If spam is Unsolicited Bulk Mail, then Hashcash is a system to make the
Bulk part of spamming more difficult. (Systems like DKIM and PGP will help
with the "unsolicited" part.)

Hashcash exploits the fact that the average spammer is trying to send
messages to thousands of recipients at once, whereas normal email users
are only trying to send it to perhaps a dozen people. It uses this
assumption to require that senders 'pay' for the delivery of messages
in CPU time, by requiring a 'stamp' to be generated for each recipient,
each at great computational cost. If an email lands in someone's inbox
with a valid stamp for their email address (validation is very cheap),
it's almost certainly not spam.

The fact that generating Hashcash stamps is expensive is a significant
obstacle to webmail services, though. You can generate them on the server,
but this will just take up CPU that could be used to serve more requests.
In addition, an attacker could use your server to generate Hashcash stamps
and send spam for him, using your CPU time to do his dirty expensive work
and have a near guarantee that email will land in the inboxes of recipients
with Hashcash-aware spam filters.

The solution is to generate Hashcash stamps on the client side, using
JavaScript to do this work for us.


                        _  _  _____      _______ ___  
                       | || |/ _ \ \    / /_   _/ _ \ 
                       | __ | (_) \ \/\/ /  | || (_) |
                       |_||_|\___/ \_/\_/   |_| \___/ 

Hashcash.js uses Web workers so that the computer time required to create
a Hashcash stamp doesn't affect the responsiveness of your front-end.
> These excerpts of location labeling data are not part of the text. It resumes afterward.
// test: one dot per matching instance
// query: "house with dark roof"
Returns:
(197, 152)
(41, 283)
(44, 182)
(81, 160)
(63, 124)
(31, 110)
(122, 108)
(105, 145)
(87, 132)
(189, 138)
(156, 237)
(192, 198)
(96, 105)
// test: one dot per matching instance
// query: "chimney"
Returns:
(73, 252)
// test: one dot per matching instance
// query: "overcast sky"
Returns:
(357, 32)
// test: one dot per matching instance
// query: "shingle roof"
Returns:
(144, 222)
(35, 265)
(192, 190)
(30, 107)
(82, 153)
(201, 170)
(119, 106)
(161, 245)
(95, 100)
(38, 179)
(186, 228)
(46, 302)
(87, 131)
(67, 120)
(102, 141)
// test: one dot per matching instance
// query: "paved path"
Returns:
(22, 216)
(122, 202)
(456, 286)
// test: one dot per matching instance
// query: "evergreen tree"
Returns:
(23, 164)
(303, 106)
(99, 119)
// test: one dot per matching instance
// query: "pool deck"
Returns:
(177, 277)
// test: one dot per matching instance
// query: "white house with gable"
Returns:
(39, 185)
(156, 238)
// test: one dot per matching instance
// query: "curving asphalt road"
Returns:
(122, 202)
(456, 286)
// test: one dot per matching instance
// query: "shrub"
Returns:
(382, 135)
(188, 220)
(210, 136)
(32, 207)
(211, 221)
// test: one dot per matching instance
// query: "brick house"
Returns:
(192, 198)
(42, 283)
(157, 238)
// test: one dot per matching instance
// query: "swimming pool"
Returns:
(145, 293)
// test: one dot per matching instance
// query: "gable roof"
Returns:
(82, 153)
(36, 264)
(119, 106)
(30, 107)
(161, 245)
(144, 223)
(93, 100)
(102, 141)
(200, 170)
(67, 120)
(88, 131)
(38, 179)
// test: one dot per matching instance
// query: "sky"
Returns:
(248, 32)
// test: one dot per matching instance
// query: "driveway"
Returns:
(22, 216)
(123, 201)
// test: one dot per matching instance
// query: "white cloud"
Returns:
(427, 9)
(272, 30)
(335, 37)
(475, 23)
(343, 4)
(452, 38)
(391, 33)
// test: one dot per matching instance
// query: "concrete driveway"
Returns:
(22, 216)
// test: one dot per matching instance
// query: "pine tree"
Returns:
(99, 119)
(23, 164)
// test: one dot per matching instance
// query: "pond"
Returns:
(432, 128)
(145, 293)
It
presents an asynchronous interface much like XMLHTTPRequest. The reference
implementation of Hashcash refers to the process of creating stamps as
'minting,' and Hashcash.js follows suit. You need a 'resource' (usually a
recipient address) and a 'bit-cost' (I recommend 16 for testing and 20 in
production):

    Hashcash.mint('God@heaven.af.mil', 16, function(stamp) {
      console.log(stamp);
    });

This will print eg. '1:16:120705:God@heaven.af.mil::nRkBfzPP:70895' in your
JavaScript console. Note that bit-costs can be up to 160 in Hashcash, but
Hashcash.js only supports up to 31 for speed reasons.
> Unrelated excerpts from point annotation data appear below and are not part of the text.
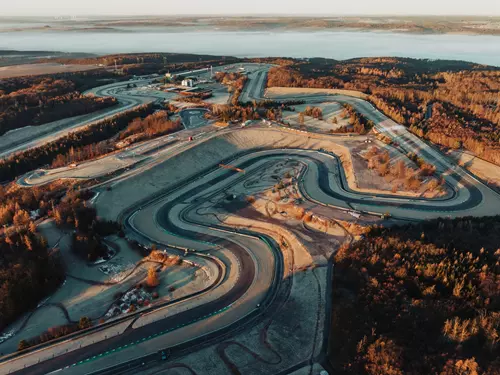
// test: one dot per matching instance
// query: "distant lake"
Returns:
(333, 44)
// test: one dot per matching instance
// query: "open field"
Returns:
(277, 92)
(40, 69)
(250, 216)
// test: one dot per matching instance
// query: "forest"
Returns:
(29, 270)
(454, 104)
(34, 158)
(38, 100)
(419, 299)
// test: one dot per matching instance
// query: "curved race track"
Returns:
(256, 265)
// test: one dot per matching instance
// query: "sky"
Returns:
(217, 7)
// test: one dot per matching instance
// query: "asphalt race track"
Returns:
(321, 181)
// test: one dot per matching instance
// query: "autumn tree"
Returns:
(21, 218)
(152, 278)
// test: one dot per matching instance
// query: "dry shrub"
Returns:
(299, 213)
(461, 367)
(308, 217)
(152, 279)
(383, 357)
(412, 183)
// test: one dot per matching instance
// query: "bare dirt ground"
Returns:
(39, 69)
(326, 125)
(369, 179)
(274, 92)
(89, 291)
(483, 169)
(209, 151)
(293, 332)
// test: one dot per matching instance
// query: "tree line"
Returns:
(452, 103)
(38, 100)
(419, 299)
(31, 159)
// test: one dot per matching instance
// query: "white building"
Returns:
(188, 82)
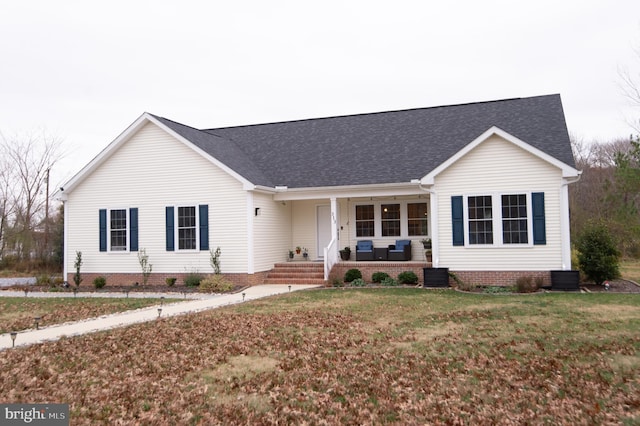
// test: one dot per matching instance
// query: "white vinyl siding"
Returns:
(271, 231)
(153, 170)
(497, 166)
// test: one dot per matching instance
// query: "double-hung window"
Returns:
(188, 226)
(417, 215)
(480, 212)
(390, 220)
(118, 229)
(187, 238)
(498, 219)
(397, 219)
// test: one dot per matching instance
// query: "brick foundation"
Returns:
(500, 278)
(159, 279)
(482, 278)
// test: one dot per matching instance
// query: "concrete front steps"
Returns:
(296, 273)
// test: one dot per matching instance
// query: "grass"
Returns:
(18, 313)
(630, 269)
(357, 356)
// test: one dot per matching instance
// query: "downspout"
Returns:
(565, 222)
(250, 234)
(65, 251)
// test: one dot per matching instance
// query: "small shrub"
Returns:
(43, 279)
(216, 283)
(99, 282)
(461, 284)
(352, 274)
(526, 285)
(598, 255)
(407, 277)
(358, 282)
(389, 282)
(193, 279)
(377, 277)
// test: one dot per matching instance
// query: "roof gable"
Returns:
(567, 171)
(395, 147)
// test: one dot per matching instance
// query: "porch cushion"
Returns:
(364, 245)
(400, 245)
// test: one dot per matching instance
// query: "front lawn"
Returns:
(18, 313)
(396, 356)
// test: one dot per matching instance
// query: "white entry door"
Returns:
(323, 220)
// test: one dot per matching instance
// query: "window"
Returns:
(417, 219)
(480, 220)
(187, 228)
(390, 220)
(514, 219)
(498, 219)
(189, 225)
(118, 230)
(365, 223)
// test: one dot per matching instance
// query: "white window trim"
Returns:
(404, 219)
(127, 230)
(496, 205)
(177, 231)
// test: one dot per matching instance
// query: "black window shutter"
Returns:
(204, 227)
(457, 220)
(539, 224)
(103, 229)
(170, 229)
(133, 229)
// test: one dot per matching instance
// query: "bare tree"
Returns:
(28, 162)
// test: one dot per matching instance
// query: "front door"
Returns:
(323, 220)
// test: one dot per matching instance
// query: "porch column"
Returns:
(435, 238)
(334, 222)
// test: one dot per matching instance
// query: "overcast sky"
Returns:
(85, 70)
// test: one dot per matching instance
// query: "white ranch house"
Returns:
(487, 182)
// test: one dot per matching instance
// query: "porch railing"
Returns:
(330, 257)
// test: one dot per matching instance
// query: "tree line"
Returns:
(30, 227)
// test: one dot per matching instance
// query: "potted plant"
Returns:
(345, 253)
(426, 243)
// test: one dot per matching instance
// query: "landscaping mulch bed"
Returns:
(615, 286)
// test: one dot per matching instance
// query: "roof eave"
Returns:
(567, 171)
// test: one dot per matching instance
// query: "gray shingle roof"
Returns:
(376, 148)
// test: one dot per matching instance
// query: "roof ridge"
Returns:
(209, 130)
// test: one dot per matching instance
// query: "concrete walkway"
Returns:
(106, 322)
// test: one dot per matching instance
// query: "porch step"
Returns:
(296, 273)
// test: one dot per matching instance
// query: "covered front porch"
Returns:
(325, 223)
Beware that stamps contain the date they were generated on, and are supposed
to 'expire' after ~30 days. If you pre-generate stamps for future messages,
be sure to throw them out within about a week.
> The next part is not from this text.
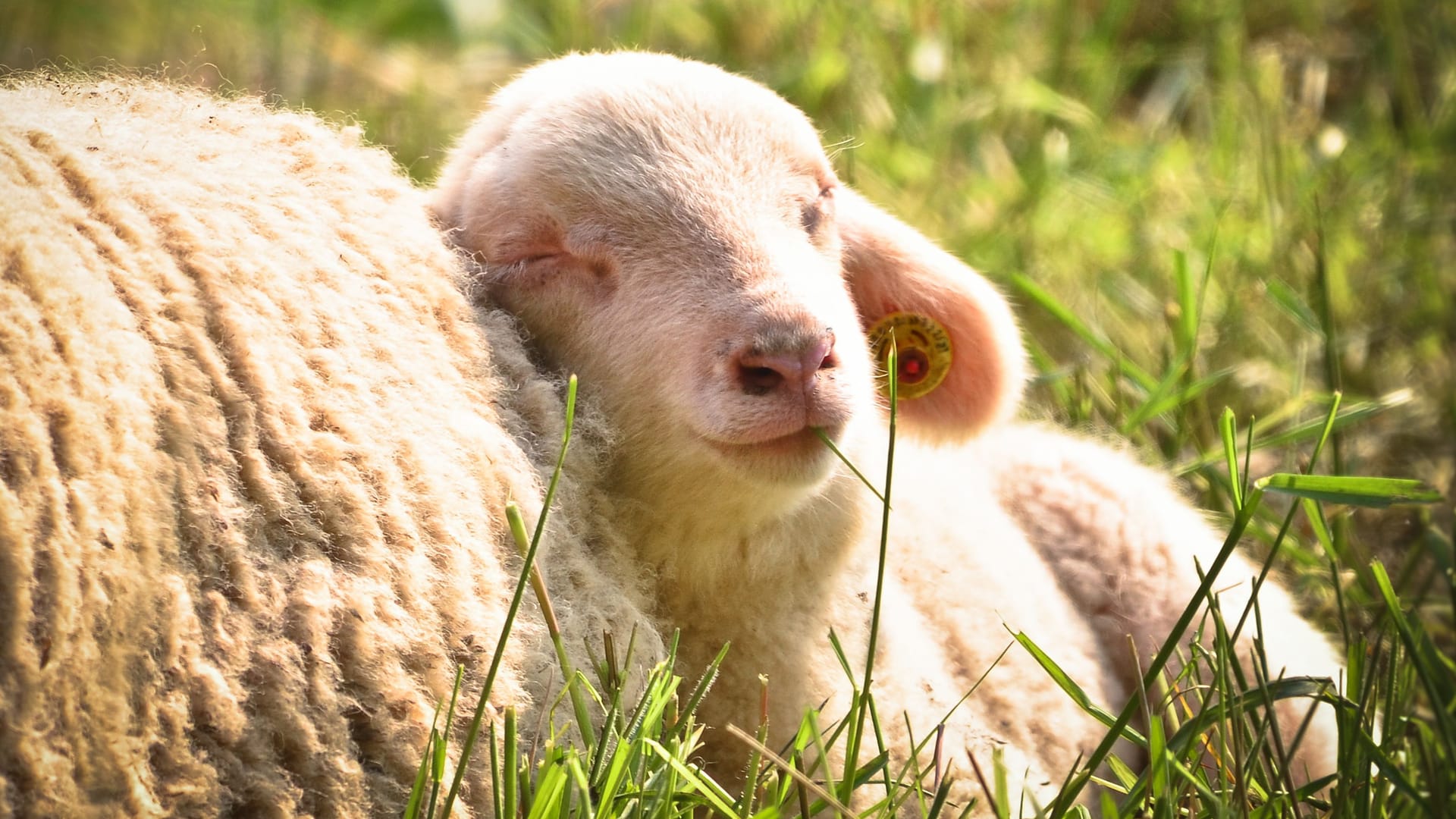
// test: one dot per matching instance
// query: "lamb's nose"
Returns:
(792, 371)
                             ___ _  _ ___ ___  
                            |_ _| \| | __/ _ \ 
                             | || .` | _| (_) |
                            |___|_|\_|_| \___/ 

Hashcash works by calculating the stamp's SHA-1 hash, the first n bits of
which must be 0. To achieve this in JavaScript, an implementation of the
SHA-1 hash algorithm is needed, and this comes from Jeff Mott's CryptoJS
collection. <http://code.google.com/p/crypto-js/> (It is included directly
to save the load-time of another file. It will be updated frequently when
new versions are available.)

Hashcash was invented by Adam Back. For information on the format and other
implementations, including verification tools, see <http://www.hashcash.org>
and the Hashcash man page at <http://www.hashcash.org/docs/hashcash.html>.

An example of usage for Hashcash.js is available in index.html, an example
of a Hashcash generator on the client-side.


(Legalese: Hashcash.js is Copyright © David Kendal, 2012. Portions copyright
Jeff Mott, 2009–2012, released under the BSD license. Permission is hereby
granted to distribute this software, modified or unmodified.)